I make it 0.00806 to three significant figures

Simulation#

Now we run a simulation where we ‘run’ the experiment (30 trials) many times, assuming the null is true so

\[k \sim \mathcal{B}(30,0.5)\]
nReps = 100000000
n = 30
p= 0.5

# Your code here to generate 10000 values of k

# Your code here to find the proportion in which k>=22
0.00805143

Hopefully the result you got was close to the ground truth result of 0.00806, but it was probably not a match to two significant figures (or maybe even to one).

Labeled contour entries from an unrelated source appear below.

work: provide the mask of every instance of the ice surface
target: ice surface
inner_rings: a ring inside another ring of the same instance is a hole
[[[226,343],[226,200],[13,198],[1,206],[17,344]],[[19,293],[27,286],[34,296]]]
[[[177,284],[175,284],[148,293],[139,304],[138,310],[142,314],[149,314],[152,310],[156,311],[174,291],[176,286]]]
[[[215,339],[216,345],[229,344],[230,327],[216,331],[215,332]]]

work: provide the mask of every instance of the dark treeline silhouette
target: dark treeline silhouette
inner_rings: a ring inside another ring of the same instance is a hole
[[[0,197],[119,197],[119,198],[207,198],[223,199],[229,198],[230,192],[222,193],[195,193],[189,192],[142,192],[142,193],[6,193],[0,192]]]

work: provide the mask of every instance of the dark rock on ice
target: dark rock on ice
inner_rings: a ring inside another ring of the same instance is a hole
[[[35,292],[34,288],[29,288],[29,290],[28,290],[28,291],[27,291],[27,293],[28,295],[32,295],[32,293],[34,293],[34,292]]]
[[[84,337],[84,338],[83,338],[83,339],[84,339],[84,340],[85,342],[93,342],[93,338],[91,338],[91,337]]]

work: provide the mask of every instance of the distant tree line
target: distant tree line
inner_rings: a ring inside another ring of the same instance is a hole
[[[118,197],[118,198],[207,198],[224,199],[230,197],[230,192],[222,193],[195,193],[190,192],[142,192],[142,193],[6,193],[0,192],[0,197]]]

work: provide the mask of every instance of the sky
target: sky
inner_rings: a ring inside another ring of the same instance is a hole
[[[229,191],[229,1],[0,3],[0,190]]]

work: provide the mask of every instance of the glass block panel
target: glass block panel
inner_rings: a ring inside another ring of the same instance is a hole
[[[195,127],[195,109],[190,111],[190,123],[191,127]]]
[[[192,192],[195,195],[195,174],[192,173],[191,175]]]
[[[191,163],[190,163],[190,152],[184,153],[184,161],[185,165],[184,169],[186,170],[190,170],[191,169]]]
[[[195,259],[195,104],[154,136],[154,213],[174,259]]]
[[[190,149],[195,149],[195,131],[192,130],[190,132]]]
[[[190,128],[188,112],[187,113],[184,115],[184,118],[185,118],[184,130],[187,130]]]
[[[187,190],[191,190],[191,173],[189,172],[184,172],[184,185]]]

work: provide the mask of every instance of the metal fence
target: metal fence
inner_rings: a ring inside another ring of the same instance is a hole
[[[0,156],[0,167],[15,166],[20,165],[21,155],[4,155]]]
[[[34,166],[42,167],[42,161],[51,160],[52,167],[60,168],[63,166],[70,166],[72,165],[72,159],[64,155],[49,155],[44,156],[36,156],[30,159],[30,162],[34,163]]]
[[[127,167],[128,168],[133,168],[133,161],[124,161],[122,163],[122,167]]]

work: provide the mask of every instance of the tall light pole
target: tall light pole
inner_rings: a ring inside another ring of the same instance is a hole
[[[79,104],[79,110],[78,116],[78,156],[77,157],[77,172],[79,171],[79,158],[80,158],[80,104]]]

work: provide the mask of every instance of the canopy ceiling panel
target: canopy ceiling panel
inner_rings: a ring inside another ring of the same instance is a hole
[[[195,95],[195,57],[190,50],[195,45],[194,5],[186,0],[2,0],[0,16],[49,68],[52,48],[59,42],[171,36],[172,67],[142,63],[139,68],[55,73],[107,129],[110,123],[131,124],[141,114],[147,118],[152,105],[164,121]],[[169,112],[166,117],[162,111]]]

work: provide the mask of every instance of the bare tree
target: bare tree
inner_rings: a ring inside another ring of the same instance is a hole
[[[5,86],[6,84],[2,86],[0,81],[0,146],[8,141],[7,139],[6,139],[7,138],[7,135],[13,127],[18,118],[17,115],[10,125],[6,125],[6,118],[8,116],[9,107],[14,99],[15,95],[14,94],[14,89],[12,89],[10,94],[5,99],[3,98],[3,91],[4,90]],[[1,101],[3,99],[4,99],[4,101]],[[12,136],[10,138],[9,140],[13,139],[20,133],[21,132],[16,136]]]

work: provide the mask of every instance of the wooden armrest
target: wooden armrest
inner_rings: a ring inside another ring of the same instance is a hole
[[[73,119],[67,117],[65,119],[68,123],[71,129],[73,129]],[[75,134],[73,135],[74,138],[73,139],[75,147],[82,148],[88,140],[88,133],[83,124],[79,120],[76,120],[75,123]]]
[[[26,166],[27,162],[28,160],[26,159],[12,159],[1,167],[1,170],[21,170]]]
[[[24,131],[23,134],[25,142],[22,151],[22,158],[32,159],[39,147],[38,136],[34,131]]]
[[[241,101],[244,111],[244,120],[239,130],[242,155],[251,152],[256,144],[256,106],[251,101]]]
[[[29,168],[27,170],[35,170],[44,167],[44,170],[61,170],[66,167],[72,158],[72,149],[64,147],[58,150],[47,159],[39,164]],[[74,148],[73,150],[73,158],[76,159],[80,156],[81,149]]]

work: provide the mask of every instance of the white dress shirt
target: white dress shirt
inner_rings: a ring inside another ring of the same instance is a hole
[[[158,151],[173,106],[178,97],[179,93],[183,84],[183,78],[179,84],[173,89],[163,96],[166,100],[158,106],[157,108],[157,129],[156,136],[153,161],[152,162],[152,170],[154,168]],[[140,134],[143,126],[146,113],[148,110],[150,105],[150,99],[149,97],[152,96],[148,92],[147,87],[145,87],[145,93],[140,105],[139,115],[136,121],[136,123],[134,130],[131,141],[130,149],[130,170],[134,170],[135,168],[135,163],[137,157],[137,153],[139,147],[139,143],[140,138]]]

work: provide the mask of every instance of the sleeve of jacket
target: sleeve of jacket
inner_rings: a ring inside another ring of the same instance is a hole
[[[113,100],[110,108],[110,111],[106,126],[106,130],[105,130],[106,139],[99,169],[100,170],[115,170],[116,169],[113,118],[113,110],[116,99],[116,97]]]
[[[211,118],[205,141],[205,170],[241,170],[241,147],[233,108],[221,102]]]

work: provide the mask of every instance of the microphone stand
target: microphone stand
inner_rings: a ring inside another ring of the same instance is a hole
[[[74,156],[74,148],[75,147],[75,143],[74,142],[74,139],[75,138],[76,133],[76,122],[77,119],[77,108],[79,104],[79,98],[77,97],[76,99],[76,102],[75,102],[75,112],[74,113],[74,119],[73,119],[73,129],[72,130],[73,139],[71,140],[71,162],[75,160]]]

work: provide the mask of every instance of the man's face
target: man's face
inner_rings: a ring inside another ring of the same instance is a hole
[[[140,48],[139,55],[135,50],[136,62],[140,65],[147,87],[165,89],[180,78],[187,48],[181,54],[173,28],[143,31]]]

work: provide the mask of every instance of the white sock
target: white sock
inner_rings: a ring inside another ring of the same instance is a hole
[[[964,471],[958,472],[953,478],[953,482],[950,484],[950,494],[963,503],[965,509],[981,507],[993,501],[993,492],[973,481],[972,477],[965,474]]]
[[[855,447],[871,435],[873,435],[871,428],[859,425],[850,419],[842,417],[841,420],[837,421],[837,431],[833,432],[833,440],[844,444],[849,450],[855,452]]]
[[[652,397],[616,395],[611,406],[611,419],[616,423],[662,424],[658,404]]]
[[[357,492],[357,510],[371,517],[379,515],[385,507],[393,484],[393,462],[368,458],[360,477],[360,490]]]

This may be surprising when you see how well the simulation appears to match the predicted distribution overall:

https://raw.githubusercontent.com/jillxoreilly/StatsCourseBook_2024/main/images/Chp9_simfit.png

The problem is that we are interested in the very tail of the distribution and we don’t expect many repetitions to result in values of k that fall in this tail. For example, we expect 54 out of 10000 reps to result in k==22. In fact, we got about 40 cases of k==22, which is an error of only 12 reps (out of 10,000), but it is also an error of over 20% (in the height of this particular bar):

https://raw.githubusercontent.com/jillxoreilly/StatsCourseBook_2024/main/images/Chp9_simfit_tail.png

So when we are interested in the tail of the distribution, as we often are (for example in permutation testing, when we are checking whether a result is in a tail of 5% or 1% of the null distribution) - we need a lot of repetitions to get an accurate result.

Adjust nReps in the code above until the simulated value of p(k>=22) reliably matches the ground truth value to 2 sinificant figures (ie if you run the code block several times does it match most of the time)?

  • I think you need over a million reps to achieve this so if your computer is slow or you are working on colab you may need to give up!